バルナスティア帝国の現皇帝で、30代後半の男性。 武力によってではなく、圧倒的なカリスマ性と卓越した政治手腕によって帝国を統治する人物である。 即位からわずか5年で、分権的だった帝国を中央集権化へと導き、国の体制と経済基盤を盤石なものとした。 その統治は冷徹でありながらも合理的で、国内外の支持と警戒を同時に集めている。 現在、彼は帝国の命運を左右する問題――中央山脈に広がる大規模な魔障域の解決を掲げている。 この地域への調査と干渉を進めてはいるが、現時点では明確な成果は得られていない。 それでも彼は、魔障域を放置すればいずれ帝国そのものが蝕まれると認識しており、政治的にも技術的にも手段を問わず、解決に執念を燃やしている。

イルバは冷静沈着な性格で知られるが、その内面には強烈な使命感と、時に非情とも言える決断力が秘められている。 彼は自らを「帝国の未来を守る器」と位置づけ、個人的な感情よりも国家の存続を優先する姿勢を貫いている。 そのため、側近たちからは絶対的な忠誠を得ている一方で、彼の真意を完全に理解する者は極めて少ない。

側近

イルバを支える主要な側近は三名。

  • セレシア・ティモテ・ヴァイス(宰相):内政・外交を統括する帝国行政の最高責任者。

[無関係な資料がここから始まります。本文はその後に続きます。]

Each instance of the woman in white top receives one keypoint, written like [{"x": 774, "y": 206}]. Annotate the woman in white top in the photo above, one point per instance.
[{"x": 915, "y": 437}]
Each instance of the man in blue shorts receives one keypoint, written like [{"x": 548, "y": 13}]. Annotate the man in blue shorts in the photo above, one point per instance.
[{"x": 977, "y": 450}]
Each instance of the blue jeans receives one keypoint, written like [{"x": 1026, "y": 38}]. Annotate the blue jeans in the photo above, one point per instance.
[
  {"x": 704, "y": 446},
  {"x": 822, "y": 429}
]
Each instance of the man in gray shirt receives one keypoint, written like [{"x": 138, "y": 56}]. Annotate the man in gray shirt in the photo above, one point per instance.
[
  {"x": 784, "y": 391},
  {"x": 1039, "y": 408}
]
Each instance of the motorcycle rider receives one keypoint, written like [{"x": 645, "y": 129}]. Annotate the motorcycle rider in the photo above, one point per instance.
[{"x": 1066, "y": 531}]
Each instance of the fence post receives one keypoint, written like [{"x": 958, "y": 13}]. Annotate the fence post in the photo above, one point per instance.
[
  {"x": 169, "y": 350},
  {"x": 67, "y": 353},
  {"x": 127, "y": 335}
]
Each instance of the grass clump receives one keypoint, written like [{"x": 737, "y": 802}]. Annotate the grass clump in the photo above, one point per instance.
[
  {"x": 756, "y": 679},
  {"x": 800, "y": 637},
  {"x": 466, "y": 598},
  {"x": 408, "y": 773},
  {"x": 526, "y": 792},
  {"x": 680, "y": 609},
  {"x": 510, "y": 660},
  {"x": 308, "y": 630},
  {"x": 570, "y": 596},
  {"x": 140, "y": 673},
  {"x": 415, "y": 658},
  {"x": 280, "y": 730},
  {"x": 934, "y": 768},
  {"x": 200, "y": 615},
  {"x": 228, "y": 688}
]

イルバが「意見を聞く価値がある」と認める数少ない人物。
  • ロイス・イル・ベルクハルト(魔障域対策長官):中央山脈の魔障域問題に対する調査・対策の総指揮者。技術的助言者として皇帝に直接進言できる。
  • ハインツ・グラン・ゼルスト(軍務卿):十将制解体後の縮小された帝国軍を一元管理する。軍人ではなく管理者としてイルバに抜擢された。